ZitatOriginally posted by lightner
Thanks for the welcome guys!
Nope, can't help you with French translation
I did, for the salient points (deeplinked throughout), albeit not directly to English, given this forum's predominantly German readership:
Incidentally the Yuraku repair centre seems to be in the Netherlands too, and having a word with them (preferably in their own language) should probably obviate the need for a hardware mod and unveil one through the OSD, as there must be some way how calibration has been accomplished at the factory in the first place. I'd doubt they could seriously consider this a trade secret.
If we do have to stick to the hardware mod, to save everyone the hassle of sourcing the components individually, somebody with a soldering iron and some time on their hands should consider making this circuitry by the dozen and selling them at €10 apiece or so.
ZitatOriginally posted by Iulius
@ lightner :
i hope you want to use dvi-D and not dvi-I, as the yuraku is not able to use dvi-I as it will not even fit.
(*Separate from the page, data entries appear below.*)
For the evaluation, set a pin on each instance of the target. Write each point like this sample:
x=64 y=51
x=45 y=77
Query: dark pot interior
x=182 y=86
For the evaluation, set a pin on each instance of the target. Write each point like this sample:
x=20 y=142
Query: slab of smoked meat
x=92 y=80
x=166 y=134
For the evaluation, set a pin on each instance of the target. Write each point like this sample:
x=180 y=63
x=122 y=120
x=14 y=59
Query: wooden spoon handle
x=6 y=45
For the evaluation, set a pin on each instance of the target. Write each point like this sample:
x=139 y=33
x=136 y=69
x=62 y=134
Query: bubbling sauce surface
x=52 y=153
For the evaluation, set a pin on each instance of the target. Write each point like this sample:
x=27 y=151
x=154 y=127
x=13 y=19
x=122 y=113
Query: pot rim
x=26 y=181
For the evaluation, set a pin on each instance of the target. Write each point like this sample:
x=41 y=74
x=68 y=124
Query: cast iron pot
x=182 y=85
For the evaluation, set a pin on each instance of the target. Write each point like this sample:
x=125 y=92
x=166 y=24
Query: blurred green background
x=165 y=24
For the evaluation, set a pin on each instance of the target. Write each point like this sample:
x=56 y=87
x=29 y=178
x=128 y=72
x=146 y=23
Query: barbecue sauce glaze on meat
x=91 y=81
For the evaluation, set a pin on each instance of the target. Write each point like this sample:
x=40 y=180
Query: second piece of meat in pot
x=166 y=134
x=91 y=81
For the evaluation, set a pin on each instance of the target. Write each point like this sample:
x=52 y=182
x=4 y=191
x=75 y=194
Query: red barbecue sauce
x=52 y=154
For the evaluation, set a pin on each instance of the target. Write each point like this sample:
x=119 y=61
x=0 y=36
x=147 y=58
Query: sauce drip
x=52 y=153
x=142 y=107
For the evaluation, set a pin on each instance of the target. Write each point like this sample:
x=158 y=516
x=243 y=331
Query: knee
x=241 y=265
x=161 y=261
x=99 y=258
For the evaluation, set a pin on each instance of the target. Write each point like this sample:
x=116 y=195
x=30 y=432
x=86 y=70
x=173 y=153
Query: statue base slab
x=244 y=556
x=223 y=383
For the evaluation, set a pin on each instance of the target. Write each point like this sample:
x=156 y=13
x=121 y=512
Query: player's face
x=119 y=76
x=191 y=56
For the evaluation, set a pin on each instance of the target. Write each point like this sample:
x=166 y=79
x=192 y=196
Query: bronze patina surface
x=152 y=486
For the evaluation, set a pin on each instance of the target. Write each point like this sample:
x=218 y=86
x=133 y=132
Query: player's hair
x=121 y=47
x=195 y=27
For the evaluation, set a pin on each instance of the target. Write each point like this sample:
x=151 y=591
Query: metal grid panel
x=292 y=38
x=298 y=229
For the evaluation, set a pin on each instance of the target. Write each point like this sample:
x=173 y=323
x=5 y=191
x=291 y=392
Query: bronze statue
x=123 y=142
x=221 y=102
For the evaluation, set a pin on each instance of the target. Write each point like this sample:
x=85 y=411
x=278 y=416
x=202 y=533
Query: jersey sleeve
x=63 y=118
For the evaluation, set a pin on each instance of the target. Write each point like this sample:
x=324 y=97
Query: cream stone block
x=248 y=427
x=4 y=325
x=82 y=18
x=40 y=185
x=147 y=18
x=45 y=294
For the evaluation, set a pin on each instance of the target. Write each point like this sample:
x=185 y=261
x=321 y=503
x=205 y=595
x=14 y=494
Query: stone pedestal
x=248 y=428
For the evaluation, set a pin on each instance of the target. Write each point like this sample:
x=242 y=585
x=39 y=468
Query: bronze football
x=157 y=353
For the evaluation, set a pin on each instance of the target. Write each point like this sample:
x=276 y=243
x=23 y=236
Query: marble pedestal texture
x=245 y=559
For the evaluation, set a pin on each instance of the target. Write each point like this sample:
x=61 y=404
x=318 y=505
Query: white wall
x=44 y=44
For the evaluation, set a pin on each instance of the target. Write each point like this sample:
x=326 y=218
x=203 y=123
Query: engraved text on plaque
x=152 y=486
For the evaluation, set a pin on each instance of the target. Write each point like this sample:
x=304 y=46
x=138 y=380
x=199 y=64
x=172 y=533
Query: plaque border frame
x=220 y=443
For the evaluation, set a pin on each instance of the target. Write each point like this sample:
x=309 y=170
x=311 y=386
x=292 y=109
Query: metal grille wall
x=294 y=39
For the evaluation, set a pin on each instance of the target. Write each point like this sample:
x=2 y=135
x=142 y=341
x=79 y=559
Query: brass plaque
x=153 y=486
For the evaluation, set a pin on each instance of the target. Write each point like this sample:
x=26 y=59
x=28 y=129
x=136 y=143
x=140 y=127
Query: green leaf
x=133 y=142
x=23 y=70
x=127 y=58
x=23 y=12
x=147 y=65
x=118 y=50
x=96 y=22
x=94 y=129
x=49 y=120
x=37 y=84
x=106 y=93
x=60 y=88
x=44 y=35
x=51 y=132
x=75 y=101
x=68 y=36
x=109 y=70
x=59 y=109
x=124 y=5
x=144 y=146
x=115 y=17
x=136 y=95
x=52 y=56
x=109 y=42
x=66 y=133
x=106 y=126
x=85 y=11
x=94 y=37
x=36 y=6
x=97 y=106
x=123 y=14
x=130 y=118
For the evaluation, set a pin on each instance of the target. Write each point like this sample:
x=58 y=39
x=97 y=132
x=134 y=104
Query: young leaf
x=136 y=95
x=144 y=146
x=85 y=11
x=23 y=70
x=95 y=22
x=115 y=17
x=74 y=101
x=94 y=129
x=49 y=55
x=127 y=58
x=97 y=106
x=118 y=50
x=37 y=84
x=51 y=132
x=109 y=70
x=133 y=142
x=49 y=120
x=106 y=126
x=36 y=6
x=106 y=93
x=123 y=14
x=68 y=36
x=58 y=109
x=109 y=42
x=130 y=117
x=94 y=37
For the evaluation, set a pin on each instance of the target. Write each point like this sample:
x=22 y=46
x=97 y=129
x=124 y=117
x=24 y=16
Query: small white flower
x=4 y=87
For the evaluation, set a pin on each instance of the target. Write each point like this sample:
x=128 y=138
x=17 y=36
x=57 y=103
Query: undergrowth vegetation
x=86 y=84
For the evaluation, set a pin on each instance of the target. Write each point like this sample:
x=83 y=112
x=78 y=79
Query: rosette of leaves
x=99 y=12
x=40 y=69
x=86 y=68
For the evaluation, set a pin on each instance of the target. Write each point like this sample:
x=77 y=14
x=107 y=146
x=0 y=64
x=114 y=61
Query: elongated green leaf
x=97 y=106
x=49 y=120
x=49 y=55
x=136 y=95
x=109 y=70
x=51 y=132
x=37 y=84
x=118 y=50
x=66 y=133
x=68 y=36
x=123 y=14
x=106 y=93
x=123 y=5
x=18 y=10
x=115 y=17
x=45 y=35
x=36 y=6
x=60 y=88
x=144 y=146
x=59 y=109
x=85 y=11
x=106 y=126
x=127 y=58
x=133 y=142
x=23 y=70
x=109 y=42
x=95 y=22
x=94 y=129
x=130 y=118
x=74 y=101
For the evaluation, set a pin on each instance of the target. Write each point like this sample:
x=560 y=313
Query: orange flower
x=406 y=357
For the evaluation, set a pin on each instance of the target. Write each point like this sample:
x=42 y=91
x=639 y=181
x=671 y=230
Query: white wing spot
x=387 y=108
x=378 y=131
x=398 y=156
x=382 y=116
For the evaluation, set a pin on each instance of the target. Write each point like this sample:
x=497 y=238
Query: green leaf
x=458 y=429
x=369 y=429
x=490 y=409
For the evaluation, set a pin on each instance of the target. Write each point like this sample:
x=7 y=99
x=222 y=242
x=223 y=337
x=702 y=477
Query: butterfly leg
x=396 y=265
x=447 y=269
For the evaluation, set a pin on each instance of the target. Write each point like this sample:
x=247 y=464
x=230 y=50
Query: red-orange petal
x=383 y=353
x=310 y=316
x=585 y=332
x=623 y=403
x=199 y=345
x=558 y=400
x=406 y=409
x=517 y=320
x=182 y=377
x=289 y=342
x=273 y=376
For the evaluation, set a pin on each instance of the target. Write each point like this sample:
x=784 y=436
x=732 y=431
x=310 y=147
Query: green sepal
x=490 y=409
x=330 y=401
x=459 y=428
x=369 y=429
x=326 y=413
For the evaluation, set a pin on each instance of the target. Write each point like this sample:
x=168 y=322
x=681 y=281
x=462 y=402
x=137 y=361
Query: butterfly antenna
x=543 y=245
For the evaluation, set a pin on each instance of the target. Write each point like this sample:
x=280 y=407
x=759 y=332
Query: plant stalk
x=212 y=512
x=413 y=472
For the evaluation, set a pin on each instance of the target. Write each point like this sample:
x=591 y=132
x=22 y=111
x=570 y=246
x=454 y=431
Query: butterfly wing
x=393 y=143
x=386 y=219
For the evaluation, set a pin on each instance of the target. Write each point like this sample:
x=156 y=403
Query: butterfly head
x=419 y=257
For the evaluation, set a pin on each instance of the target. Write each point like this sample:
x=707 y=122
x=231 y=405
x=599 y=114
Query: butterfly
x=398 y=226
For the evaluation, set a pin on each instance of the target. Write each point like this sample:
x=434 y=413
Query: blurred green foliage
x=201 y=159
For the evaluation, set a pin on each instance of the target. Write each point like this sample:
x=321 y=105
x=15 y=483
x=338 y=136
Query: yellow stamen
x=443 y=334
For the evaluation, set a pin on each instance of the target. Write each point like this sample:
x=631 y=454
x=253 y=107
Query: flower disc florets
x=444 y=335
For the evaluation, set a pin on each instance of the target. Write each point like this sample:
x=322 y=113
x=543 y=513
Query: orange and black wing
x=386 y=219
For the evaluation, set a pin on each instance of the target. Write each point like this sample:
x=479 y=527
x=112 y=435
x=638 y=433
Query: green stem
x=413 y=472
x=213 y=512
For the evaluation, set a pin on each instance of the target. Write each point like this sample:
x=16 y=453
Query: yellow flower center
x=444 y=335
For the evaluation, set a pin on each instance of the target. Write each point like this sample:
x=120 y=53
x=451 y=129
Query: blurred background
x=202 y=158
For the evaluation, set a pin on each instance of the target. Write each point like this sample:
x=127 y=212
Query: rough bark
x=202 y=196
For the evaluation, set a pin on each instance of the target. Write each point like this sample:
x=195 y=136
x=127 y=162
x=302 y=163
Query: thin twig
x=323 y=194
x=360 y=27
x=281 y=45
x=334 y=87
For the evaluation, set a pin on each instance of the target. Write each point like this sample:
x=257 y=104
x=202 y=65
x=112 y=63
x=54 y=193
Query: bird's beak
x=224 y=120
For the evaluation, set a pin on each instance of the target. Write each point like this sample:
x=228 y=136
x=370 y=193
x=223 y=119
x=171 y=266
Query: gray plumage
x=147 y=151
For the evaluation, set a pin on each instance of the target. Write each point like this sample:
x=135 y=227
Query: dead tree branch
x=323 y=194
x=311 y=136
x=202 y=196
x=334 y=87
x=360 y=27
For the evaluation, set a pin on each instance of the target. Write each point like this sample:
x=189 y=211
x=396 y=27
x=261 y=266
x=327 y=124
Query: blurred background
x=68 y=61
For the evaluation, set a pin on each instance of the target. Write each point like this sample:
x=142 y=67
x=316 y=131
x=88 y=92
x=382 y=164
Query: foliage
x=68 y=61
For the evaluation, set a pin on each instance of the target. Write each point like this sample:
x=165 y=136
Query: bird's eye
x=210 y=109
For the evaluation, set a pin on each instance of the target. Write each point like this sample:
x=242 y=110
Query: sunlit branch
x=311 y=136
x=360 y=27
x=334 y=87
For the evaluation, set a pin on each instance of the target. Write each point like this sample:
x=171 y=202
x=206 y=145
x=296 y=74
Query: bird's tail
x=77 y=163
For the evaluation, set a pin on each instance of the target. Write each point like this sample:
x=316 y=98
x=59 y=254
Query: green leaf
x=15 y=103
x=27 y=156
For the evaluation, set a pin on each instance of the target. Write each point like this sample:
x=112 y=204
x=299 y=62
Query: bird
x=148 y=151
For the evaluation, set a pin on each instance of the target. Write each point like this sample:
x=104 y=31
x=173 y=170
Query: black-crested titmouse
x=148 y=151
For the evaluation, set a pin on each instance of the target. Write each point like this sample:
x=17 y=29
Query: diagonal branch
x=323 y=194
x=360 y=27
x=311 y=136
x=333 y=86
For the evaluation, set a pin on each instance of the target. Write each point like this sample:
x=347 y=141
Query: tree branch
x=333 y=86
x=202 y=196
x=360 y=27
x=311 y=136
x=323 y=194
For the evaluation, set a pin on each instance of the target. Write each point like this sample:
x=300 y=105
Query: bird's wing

Somebody said he cut out some pins of the dvi-i to make it fit, but i don't think that's a proper solution
Better use dvi-D (single link) cable.
Having tested a few, with otherwise poor to abysmal results, there is only one splitter cable which I found to actually work for adapting DVI-I to DVI-D + VGA for the Yuraku at WUXGA resolution (i.e. at the upper limit of a DVI single link's capacity). Being Dutch you're lucky to get it without prohibitive fees for postage&packing: (cf. ) ...and I hope you can share the benefit by helping readers in neighbouring countries to get their hands on these as well.
For the above reasons, even if you choose a purely digital connection (i.e. DVI-D), be sure to have short high-quality cables such as these: to avoid annoying artefacts (that might show up only intermittently, e.g. as blinking green lines, possibly depending on the contents of the frame shown, and not without a risk of driving users insane in the process of figuring out which cables actually fully meet the DVI specifications of transmitting 10 bits at 165 MHz).